Bayesian Approach to Dose-Response Assessment and Synergy and Its Application to In Vitro Dose-Response Studies

• Published in: Biometrics Vol. 66; no. 4; pp. 1275 - 1283
• Main Authors: Hennessey, Violeta G, Rosner, Gary L, Bast, Robert C. Jr, Chen, Min-Yu
• Format: Journal Article
• Language: English
• Published: Malden, USA Blackwell Publishing Inc 01.12.2010; Wiley-Blackwell; Blackwell Publishing Ltd
• Subjects: Additivity; Antineoplastic Agents - pharmacology; Bayes Theorem; Bayesian analysis; BIOMETRIC PRACTICE; Cell lines; Combination index method; Confidence interval; Dosage; Dose response relationship; Dose-Response Relationship, Drug; Drug dosages; Drug interaction; Drug interactions; Drug Synergism; Drug synergy; E max model; Estimation bias; Female; Humans; Inference; Inhibitory Concentration 50; Interaction index; Loewe additivity model; Markov Chains; Median-effect principle; Medical research; Monte Carlo Method; Ovarian cancer; Ovarian Neoplasms - drug therapy; Regression analysis
• ISSN: 0006-341X; 1541-0420
• DOI: 10.1111/j.1541-0420.2010.01403.x

Summary In this article, we propose a Bayesian approach to dose-response assessment and the assessment of synergy between two combined agents.
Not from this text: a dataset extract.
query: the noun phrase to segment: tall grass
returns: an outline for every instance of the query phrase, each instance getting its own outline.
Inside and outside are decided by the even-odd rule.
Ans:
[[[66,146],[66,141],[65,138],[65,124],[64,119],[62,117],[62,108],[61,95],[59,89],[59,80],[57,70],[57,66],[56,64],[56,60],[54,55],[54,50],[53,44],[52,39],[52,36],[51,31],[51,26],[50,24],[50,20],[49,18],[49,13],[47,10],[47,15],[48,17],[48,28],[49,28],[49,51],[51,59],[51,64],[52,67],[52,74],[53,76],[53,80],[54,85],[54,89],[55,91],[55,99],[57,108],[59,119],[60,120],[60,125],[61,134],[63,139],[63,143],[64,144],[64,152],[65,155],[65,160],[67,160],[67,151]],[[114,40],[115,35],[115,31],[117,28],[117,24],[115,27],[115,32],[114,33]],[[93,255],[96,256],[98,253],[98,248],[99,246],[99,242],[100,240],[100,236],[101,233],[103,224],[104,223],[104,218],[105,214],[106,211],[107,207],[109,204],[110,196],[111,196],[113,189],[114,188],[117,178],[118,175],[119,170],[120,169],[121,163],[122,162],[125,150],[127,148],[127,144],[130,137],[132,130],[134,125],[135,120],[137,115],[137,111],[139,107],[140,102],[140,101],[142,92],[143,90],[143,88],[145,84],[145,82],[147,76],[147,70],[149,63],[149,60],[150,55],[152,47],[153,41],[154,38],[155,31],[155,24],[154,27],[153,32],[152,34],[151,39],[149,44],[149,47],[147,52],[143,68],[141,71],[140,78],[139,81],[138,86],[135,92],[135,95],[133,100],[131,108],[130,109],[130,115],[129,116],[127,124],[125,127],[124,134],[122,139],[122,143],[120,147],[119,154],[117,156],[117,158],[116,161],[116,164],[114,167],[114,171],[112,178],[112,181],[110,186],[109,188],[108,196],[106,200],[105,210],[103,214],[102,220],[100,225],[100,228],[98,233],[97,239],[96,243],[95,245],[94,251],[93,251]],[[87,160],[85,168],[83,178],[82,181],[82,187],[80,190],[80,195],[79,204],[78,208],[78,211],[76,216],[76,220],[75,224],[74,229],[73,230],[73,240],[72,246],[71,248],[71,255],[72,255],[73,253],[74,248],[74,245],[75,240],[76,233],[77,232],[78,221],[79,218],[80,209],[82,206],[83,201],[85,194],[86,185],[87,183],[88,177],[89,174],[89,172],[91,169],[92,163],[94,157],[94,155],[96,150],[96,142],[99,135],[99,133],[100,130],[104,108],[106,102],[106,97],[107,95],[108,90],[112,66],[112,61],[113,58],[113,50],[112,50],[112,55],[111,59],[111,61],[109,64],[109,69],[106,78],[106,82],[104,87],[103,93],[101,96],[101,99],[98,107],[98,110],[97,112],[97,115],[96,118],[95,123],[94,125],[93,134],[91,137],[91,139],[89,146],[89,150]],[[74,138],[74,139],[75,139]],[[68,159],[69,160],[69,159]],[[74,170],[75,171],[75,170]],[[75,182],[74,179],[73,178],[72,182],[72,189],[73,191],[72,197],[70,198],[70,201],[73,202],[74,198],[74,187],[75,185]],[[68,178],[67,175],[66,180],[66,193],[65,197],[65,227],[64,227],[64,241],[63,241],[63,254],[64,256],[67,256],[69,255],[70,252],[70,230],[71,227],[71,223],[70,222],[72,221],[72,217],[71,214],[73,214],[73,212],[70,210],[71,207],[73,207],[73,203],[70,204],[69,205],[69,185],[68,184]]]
We consider the case of an in vitro ovarian cancer research study aimed at investigating the antiproliferative activities of four agents, alone and paired, in two human ovarian cancer cell lines. In this article, independent dose-response experiments were repeated three times. Each experiment included replicates at investigated dose levels including control (no drug). We have developed a Bayesian hierarchical nonlinear regression model that accounts for variability between experiments, variability within experiments (i.e., replicates), and variability in the observed responses of the controls. We use Markov chain Monte Carlo to fit the model to the data and carry out posterior inference on quantities of interest (e.g., median inhibitory concentration IC ₅₀). In addition, we have developed a method, based on Loewe additivity, that allows one to assess the presence of synergy with honest accounting of uncertainty. Extensive simulation studies show that our proposed approach is more reliable in declaring synergy compared to current standard analyses such as the median-effect principle/combination index method (Chou and Talalay, 1984, Advances in Enzyme Regulation 22, 27-55), which ignore important sources of variability and uncertainty.